Niakara, 25 mars 2026 (AIP) – La principale retenue d’eau alimentant le château d’eau de Niakara est quasiment à sec, plongeant les populations dans une situation de pénurie d’eau potable devenue critique, a constaté l’Agence ivoirienne de presse (AIP), mardi 24 mars 2026.
Visité en milieu d’après-midi, le site révèle un bassin presque entièrement asséché, laissant place à un sol craquelé et durci par le soleil ardent. Seule subsiste, au centre, une mince nappe d’eau verdâtre et stagnante, signe d’un épuisement avancé, voire complet, de la ressource naturelle. Les installations de pompage, désormais exposées à l’air libre, témoignent de la baisse drastique du niveau de la retenue, qui alimente le réseau d’eau potable de la ville.

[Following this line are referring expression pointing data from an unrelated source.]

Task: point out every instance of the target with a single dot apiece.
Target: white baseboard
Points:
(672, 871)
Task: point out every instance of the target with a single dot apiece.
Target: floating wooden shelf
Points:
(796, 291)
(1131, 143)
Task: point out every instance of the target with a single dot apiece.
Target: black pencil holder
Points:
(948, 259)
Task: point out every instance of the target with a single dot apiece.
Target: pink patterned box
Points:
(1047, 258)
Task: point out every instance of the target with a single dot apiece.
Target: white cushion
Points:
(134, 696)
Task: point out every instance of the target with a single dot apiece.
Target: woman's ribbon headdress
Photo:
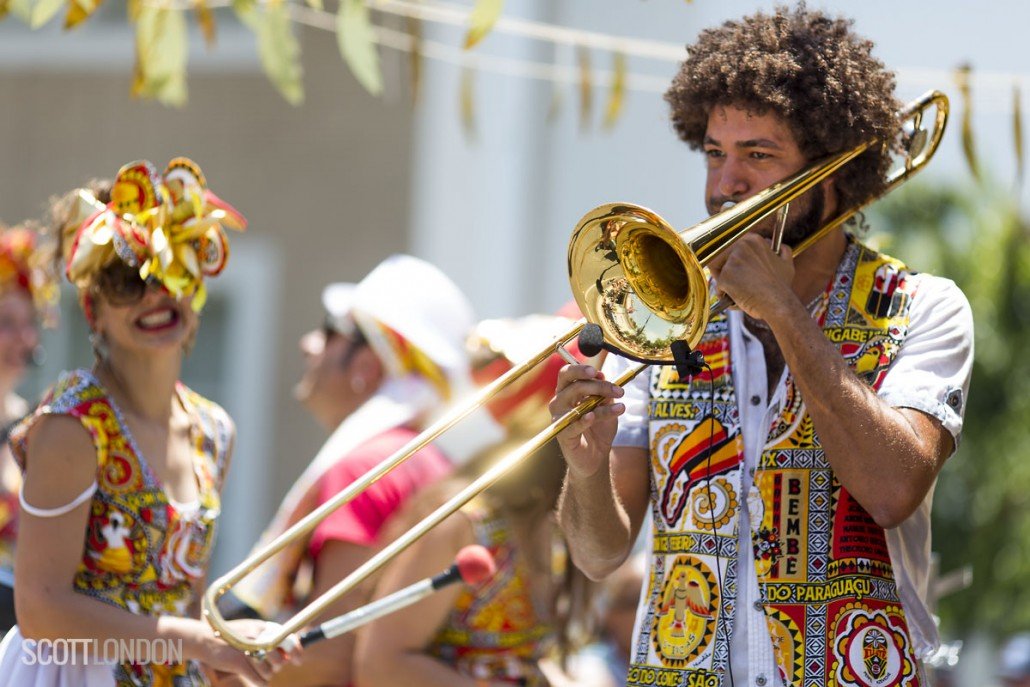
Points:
(26, 265)
(168, 226)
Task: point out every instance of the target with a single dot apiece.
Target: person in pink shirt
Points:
(388, 357)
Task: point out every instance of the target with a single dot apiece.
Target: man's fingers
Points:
(576, 430)
(573, 373)
(574, 394)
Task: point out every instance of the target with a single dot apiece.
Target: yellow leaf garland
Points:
(484, 15)
(355, 38)
(280, 53)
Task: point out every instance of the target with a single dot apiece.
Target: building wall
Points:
(324, 186)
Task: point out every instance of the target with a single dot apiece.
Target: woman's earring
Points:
(99, 344)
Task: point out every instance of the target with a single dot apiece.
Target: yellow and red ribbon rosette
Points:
(26, 265)
(169, 226)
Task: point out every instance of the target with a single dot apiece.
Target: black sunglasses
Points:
(121, 284)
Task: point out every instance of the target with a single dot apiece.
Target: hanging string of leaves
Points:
(162, 53)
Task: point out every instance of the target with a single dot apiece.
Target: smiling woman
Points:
(125, 451)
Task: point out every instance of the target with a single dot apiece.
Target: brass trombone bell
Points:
(645, 283)
(646, 286)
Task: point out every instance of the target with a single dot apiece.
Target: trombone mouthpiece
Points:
(591, 340)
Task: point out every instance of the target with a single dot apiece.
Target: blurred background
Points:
(486, 175)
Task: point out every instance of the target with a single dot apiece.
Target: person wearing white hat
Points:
(389, 356)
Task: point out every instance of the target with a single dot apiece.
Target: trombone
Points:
(645, 285)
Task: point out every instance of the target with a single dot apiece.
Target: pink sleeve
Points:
(361, 520)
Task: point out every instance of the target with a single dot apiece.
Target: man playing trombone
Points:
(790, 481)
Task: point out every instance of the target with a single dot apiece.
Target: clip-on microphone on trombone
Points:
(472, 565)
(591, 342)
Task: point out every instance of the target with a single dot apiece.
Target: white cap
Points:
(338, 299)
(418, 303)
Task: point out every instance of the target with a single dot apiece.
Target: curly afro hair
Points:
(809, 69)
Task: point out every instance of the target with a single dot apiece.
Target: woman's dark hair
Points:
(811, 70)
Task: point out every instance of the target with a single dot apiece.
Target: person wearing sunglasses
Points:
(124, 464)
(388, 357)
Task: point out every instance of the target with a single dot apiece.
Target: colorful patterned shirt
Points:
(495, 631)
(141, 553)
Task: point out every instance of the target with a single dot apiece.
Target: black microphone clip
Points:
(688, 363)
(591, 342)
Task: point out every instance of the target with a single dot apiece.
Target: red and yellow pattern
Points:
(141, 554)
(169, 226)
(494, 631)
(823, 569)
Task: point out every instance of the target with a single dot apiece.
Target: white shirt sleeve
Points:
(632, 424)
(931, 372)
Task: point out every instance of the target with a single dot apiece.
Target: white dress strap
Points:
(60, 510)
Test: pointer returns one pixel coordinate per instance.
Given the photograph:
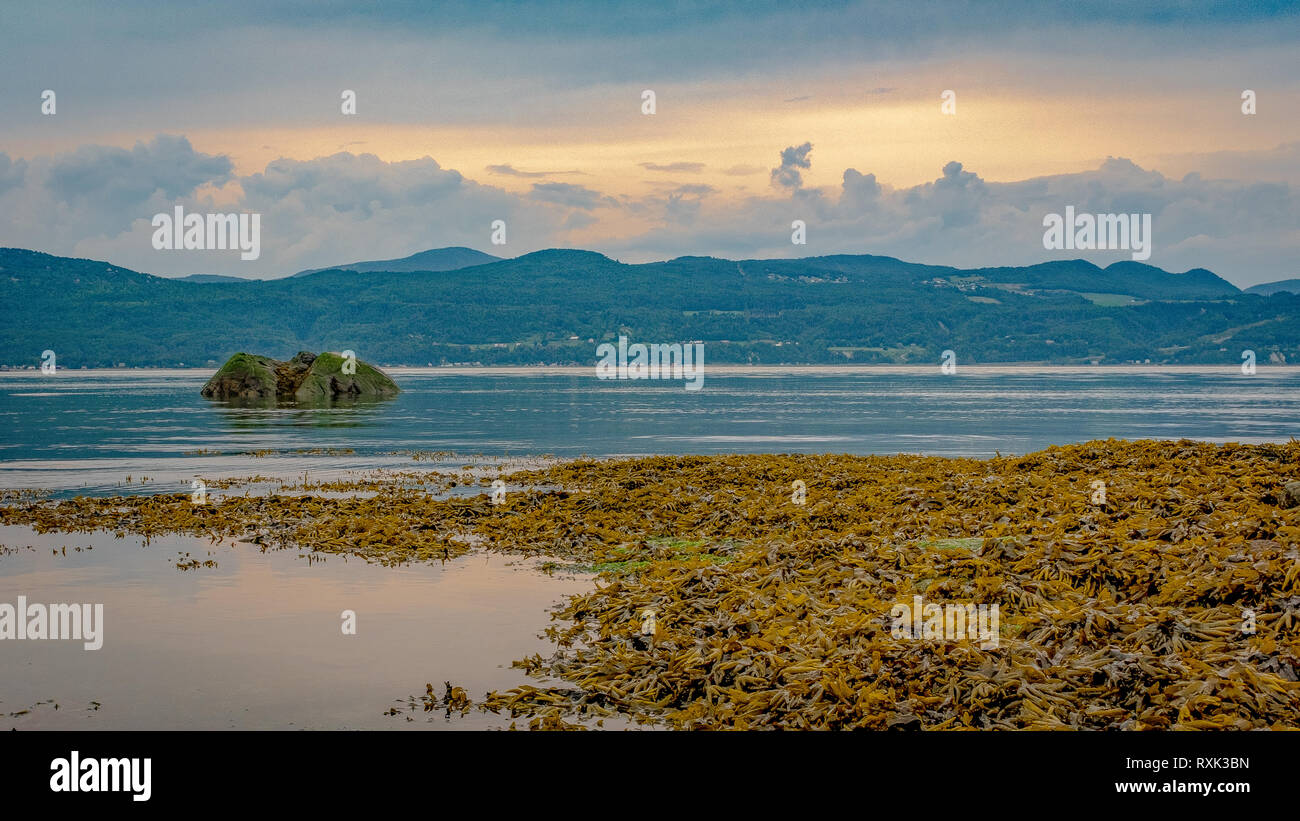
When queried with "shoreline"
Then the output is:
(1230, 368)
(772, 580)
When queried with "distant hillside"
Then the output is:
(1273, 287)
(436, 259)
(555, 305)
(209, 278)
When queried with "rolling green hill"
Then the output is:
(555, 305)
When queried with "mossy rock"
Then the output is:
(307, 377)
(325, 379)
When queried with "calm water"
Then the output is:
(255, 642)
(85, 431)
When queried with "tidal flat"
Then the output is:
(1140, 585)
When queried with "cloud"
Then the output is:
(690, 168)
(570, 195)
(96, 203)
(794, 157)
(510, 170)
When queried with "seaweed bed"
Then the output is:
(1173, 603)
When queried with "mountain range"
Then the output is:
(553, 307)
(436, 259)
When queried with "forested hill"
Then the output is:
(555, 305)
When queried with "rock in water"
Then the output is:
(307, 377)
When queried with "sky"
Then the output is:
(765, 113)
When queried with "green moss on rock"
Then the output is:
(307, 377)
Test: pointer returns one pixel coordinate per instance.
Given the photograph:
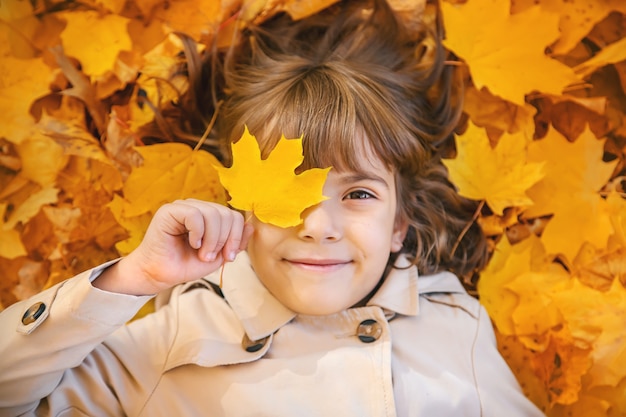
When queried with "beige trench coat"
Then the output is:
(421, 347)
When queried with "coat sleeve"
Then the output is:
(46, 338)
(500, 393)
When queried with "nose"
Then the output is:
(321, 223)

Cette situation, qui dure depuis près de trois mois, met à rude épreuve l’approvisionnement en eau de plusieurs milliers d’habitants. Dans les quartiers, les robinets restent désespérément à sec, compliquant les usages domestiques dans un contexte de chaleur accrue liée à la saison sèche. Face à cette crise, les populations lancent un appel aux autorités pour trouver des solutions durables.
« Depuis près de trois mois, nous souffrons énormément. Nous passons tout ce temps sans une goutte d’eau au robinet. Nous sommes obligées de parcourir de longues distances pour en chercher ailleurs », témoigne Koné Mariam, résidente du quartier Dofangui.
Dame Yéo Awa, commerçante, évoque les conséquences de cette pénurie sur les activités économiques et la vie familiale. « L’eau est devenue une source de stress permanent. Nous devons nous lever très tôt ou veiller tard dans l’espoir d’en avoir. Mais rien. Nos enfants en souffrent aussi. Nous demandons aux autorités de réagir rapidement », déplore-t-elle.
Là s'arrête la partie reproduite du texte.